Comment by dragonwriter

2 years ago

I mean, Hinton’s premises are, if not quite clearly wrong, entirely speculative (which doesn't invalidate the conclusions about efficienct that they are offered to support, but does leave them without support) GPT-4 can produce convincing written text about a wider array of topics than any one person can, because it's a model optimized for taking in and producing convincing written text, trained extensively on written text.

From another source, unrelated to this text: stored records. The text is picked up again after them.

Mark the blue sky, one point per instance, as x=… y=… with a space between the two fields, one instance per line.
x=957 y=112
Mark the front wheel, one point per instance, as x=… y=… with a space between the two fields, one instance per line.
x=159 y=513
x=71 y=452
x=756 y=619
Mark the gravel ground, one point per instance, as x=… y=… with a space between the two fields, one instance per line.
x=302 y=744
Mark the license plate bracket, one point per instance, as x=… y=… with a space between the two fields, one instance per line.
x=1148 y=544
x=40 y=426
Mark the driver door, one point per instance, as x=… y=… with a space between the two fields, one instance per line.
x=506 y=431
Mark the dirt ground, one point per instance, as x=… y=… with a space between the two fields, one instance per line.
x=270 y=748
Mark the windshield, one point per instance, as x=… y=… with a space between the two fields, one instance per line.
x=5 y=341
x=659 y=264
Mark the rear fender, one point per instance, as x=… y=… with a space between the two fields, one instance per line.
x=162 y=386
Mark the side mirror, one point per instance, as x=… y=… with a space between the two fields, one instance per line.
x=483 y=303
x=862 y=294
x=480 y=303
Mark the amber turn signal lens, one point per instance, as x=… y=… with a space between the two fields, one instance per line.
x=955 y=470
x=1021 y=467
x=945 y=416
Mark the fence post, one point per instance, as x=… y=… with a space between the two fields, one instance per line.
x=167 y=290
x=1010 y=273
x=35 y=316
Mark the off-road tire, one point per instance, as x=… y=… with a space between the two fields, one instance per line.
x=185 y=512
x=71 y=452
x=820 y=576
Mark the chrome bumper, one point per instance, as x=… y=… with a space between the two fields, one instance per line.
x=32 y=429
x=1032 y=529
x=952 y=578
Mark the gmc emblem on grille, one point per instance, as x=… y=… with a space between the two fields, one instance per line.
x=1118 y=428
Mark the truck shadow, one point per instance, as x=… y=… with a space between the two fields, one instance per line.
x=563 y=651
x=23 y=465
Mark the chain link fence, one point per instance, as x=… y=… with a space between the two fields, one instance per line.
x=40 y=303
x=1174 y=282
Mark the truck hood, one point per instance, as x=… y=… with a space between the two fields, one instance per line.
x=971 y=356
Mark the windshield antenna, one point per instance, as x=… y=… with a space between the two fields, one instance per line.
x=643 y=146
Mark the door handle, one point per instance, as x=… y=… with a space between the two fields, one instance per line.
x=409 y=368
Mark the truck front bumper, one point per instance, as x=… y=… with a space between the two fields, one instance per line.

Humans know a lot of things that are not revealed by inputs and outputs of written text (or imagery), and GPT-4 doesn't have any indication of this physical, performance-revealed knowledge, so even if we view what GPT-4 talks convincingly about as “knowledge”, trying to compare its knowledge in the domains it operates in with any human’s knowledge which is far more multimodal is... well, there's no good metric for it.

15 comments

dragonwriter

Intralexical 2 years ago

Try asking an LLM about something which is semantically patently ridiculous, but lexically superficially similar to something in its training set, like "the benefits of laser eye removal surgery" or "a climbing trip to the Mid-Atlantic Mountain Range".

Ironically, I suppose part of the apparent "intelligence" of LLMs comes from reflecting the intelligence of human users back at us. As a human, the prompts you provide an LLM likely "make sense" on some level, so the statistically generated continuations of your prompts are likelier to "make sense" as well. But if you don't provide an ongoing anchor to reality within your own prompts, then the outputs make it more apparent that the LLM is simply regurgitating words which it does not/cannot understand.

On your point of human knowledge being far more multimodal than LLM interfaces, I'll add that humans also have special neurological structures to handle self-awareness, sensory inputs, social awareness, memory, persistent intention, motor control, neuroplasticity/learning– Any number of such traits, which are easy to take for granted, but indisputably fundamental parts of human intelligence. These abilities aren't just emergent properties of the total number of neurons; they live in special hardware like mirror neurons, special brain regions, and spindle neurons. A brain cell in your cerebellum is not generally interchangeable with a cell in your visual or frontal cortices.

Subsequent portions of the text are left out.